To say we were in shock and more denial would be an understatement.

I remembered Prince being ill last week and making an emergency landing to go to the hospital, but he was fine. He was fine.

And then I remembered 1984. I graduated from high school. I got my driver’s license. I was a freshman in college. It was a pivotal year.

That was the year my friends and I went to see Purple Rain. A music movie was a big deal and Prince was new to me. In retrospect the movie wasn’t as great as I remembered it as a teen, but it was something unique and different, words that would come to define Prince as he became indefinable. He was inspirational. He was creative. His difference was permission to us to free ourselves and be ourselves.

I played that cassette of Purple Rain every time I got into my car. I think I wore out the tape. The only musician I played more than Prince was Duran Duran.

At the end of 1999, we were embroiled in the panic of Y2K. I had friends who had to work in case something happened overnight when the year changed. We had bottled water, and pigs in blankets. We had a two year old and we spent the New Year with my parents just in case the bridges would be out, at least the toll ones. Nothing unexpected happened. Probably because we were prepared. We played Prince’s Party Like it’s 1999 over and over. It was on television and the radio, and it was the perfect anthem to our evening.

When he changed his name to a symbol, it was a bit odd, but it was Prince and that was okay. He redefined what it meant to be innovative, a musician, an entertainer, and how to do things his way.

I saw his picture recently online. I think it was his passport photo. He had a huge afro. I had never seen him with an afro. In my times, he had his hair slicked and combed or coiffed to perfection. I remember thinking that he was going for a new look. I hadn’t realized that this was an old look for him, but I did notice that it suited him. He wore everything well.

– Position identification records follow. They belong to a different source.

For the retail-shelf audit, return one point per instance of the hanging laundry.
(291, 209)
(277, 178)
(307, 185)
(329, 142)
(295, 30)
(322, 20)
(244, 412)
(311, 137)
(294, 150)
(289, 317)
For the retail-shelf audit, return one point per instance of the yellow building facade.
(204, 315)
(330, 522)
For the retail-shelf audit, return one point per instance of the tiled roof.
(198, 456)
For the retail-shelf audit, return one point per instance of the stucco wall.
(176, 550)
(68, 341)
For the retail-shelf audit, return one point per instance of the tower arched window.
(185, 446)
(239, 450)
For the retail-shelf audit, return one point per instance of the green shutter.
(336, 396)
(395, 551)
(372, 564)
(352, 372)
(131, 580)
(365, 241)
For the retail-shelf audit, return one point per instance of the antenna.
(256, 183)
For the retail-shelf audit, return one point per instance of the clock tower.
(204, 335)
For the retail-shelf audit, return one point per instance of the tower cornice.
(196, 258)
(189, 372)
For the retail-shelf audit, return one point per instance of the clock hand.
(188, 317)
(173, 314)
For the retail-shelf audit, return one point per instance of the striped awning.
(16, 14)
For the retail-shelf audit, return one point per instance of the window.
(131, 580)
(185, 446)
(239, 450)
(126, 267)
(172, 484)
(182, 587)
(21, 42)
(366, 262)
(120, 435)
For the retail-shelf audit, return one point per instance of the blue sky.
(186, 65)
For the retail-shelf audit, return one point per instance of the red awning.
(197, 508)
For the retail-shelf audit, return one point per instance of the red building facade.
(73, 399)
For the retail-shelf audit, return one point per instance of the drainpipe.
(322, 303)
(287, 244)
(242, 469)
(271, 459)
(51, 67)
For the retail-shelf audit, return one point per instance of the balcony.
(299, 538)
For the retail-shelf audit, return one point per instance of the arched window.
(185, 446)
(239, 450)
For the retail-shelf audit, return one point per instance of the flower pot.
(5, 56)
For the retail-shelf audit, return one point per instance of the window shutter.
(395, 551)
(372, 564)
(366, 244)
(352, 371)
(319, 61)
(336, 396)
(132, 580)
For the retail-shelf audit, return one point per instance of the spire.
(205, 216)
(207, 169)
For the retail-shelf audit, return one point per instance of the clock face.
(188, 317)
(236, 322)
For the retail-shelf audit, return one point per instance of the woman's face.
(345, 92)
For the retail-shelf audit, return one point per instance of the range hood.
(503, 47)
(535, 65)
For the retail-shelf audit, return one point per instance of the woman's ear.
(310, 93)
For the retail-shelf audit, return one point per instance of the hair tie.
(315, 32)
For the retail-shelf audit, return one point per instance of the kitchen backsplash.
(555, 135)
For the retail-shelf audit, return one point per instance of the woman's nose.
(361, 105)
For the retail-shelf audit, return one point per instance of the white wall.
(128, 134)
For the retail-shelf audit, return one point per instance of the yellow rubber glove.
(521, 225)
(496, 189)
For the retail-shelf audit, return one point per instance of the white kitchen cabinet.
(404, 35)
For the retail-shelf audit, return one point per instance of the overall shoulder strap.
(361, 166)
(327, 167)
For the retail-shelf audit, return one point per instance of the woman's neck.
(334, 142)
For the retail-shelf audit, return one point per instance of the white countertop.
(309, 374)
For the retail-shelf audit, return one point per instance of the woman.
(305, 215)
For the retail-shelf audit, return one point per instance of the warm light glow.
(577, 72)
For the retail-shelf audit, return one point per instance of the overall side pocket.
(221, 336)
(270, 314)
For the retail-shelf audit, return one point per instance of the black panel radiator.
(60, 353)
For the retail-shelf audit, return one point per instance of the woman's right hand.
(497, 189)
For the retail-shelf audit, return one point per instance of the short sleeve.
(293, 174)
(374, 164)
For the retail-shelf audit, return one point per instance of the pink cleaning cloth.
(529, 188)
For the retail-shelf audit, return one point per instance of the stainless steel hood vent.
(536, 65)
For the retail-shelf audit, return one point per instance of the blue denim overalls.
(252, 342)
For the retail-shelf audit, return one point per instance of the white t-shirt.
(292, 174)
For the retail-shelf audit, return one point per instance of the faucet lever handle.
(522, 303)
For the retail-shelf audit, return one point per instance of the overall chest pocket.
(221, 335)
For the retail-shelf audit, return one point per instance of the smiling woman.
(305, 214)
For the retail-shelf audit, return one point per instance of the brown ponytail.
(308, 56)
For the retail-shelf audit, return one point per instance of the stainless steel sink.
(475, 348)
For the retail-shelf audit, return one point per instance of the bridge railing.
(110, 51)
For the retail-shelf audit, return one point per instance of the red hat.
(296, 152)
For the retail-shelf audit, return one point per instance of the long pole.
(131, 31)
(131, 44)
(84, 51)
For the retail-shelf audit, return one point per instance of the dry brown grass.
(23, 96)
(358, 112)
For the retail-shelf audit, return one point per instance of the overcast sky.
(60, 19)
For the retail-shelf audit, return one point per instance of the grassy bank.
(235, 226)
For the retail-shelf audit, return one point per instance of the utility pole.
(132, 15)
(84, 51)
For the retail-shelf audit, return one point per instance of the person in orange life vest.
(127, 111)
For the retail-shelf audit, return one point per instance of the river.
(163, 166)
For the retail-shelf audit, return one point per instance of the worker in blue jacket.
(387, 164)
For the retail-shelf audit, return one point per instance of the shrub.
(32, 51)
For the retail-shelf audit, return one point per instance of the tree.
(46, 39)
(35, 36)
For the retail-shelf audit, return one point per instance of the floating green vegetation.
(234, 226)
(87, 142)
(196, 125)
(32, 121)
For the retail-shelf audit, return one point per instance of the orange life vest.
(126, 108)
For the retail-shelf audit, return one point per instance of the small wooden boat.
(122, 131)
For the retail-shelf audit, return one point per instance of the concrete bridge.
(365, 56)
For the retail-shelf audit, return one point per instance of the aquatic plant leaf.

Instead of links to obituaries and causes of death (which are still unknown at this time), I’ve decided to share with you four videos that speak to me of Prince.

The first two are two of my favorite songs. They are not performed by Prince, but he wrote them. He wrote many songs for many performers and kept himself in the background, letting them do their thing.

Nobody Compares 2 You – Sinead O’Connor:

Manic Monday – The Bangles:

Prince’s 2007 Super Bowl Halftime Show in the pouring rain. It was as if he orchestrated it himself.

His mystifying and spectacular guitar solo in tribute to George Harrison in the performance for the Rock and Roll Hall of Fame. While My Guitar Gently Weeps:

I’ve seen three tags today and I share them with you as an epigraph:

Rest in Peace.
Rest in Power.
Rest in Purple.

Rest and be blessed, Prince. You are home, and you will surely be missed for time to come.